I began Project Conversion to combat ignorance and fear of the religious unknown we harbor for our neighbors. There is a chance for healing among the homes, streets, and neighborhoods where we live, but is there hope for religiously blind politics?
Religion plays an important role in the lives of many voters and in fact is the scaffolding upon which many base their morals and values. Interestingly enough, someone need not be overly religious for this phenomena to occur. I know a few “holiday Christians” who would not vote for a “holiday Muslim” simply because they are a Muslim. Why? For the average voter it’s because of what they’ve heard about the faith of the individual running for office, not necessarily for this person’s stance on the issues, political history, or platform.
Let’s face it: we like to associate with what/who we know and that makes us comfortable…comfortable enough to take the word of talking heads on television or radio instead of stepping outside the comfort zones of the status quo and individually critiquing our candidates.
If I just stepped on some toes, go get an ice pack and take a seat. What doesn’t kill you makes you stronger.
So what’s the point of today’s soapbox? Well, this month I’m an honorary Mormon and therefore I’m proud to say that we have two LDS candidates running for president of the United States. Their names are Mitt Romney, a familiar face from the last presidential bid, and former Utah governor, Jon Huntsman.
- Mitt Romney
Romney has better hair and more conservative values (politically and religiously), however Huntsman is reportedly more liberal in his LDS beliefs, which brings me to the million dollar question: Why does religion in politics matter?
It shouldn’t matter. John F. Kennedy, then presidential candidate and Catholic at a time when America distrusted Catholic presidential hopefuls, had this to say about the issue:
But let me stress again that these are my views. For contrary to common newspaper usage, I am not the Catholic candidate for president. I am the Democratic Party’s candidate for president, who happens also to be a Catholic. I do not speak for my church on public matters, and the church does not speak for me.
Religion and politics matter because they are the most divisive and binding forces on the planet. Republicans and Democrats don’t get along because their theories on government and social issues don’t usually match. Same goes with religions and their various theories on values, the nature of the divine, and if drinking beer is a good idea. So in the case of our LDS candidates, we have a serious problem because both happen to be members of the LDS church, and therefore suffer the same scrutiny and suspicion JFK did when he ran for president. These folks are truly between a political rock and a religious hard place.
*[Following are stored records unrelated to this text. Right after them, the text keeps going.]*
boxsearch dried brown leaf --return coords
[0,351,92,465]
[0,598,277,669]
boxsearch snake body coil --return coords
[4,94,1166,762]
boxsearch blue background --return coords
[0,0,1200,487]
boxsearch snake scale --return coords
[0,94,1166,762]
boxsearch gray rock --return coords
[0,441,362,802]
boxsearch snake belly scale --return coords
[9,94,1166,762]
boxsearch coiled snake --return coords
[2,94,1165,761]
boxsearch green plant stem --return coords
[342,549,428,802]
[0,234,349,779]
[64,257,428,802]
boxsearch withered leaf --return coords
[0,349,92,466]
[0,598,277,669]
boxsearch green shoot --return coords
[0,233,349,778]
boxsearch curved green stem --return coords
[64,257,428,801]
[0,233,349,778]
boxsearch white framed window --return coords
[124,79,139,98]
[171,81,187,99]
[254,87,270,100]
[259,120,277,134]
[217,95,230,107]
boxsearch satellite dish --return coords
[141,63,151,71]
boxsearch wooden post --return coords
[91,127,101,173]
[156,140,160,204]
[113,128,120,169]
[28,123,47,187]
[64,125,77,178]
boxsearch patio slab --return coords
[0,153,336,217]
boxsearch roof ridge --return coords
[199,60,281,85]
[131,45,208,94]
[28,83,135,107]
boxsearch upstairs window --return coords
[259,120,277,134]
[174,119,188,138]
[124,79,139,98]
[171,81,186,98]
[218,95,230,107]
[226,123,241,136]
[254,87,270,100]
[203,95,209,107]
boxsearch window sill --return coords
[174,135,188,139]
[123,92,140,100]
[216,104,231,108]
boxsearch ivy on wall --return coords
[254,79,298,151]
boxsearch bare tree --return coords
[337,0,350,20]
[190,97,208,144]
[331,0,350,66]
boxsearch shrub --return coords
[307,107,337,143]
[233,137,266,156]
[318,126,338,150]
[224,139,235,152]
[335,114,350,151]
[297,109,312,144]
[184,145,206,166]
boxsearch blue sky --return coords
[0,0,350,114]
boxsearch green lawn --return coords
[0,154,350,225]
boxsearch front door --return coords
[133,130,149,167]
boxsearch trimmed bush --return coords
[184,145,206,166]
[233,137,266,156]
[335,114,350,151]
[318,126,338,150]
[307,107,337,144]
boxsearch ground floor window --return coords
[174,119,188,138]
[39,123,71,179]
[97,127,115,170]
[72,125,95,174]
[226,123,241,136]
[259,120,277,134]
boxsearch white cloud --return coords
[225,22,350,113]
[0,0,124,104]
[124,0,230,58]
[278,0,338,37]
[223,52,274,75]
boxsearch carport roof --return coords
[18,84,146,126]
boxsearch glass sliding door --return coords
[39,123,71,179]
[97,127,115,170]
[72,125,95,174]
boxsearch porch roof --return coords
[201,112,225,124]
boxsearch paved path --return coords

If a Mormon wins, will he lobby for polygamy? Will the prophet in Utah start calling the shots? Maybe a Mormon president will pass a law that says we all have to wear holy underwear. Sounds far-fetched but these (and others) are the type of concerns many voters raise when looking over the candidates–and they are the mature ones! At least they think about the issues instead of passing blind judgement upon these men and other past LDS presidential candidates, such as the prophet and founder of the church, Joseph Smith, simply because of their personal faith.
This will be an interesting presidential campaign for 2012. We have two LDS candidates, one of which is showing some decent promise, and I have no doubt things will get ugly. Our country already voted in a Catholic, a black man, and others whose affiliations were at one time questionable. Is it time to break the tradition of ignorance and myopic religious/political views once again? Can we have a Mormon, Jewish, Muslim, Pagan, Hindu, or even an atheist president? Does it matter what their personal beliefs are so long as they faithfully execute the duties of the presidency?
As then Senator Obama said in a 2006 speech,
…We’re no longer just a Christian nation; we are also a Jewish nation, a Muslim nation, a Buddhist nation, a Hindu nation, and a nation of non-believers.
And as such, we all deserve an equal, unbiased chance to govern and be governed.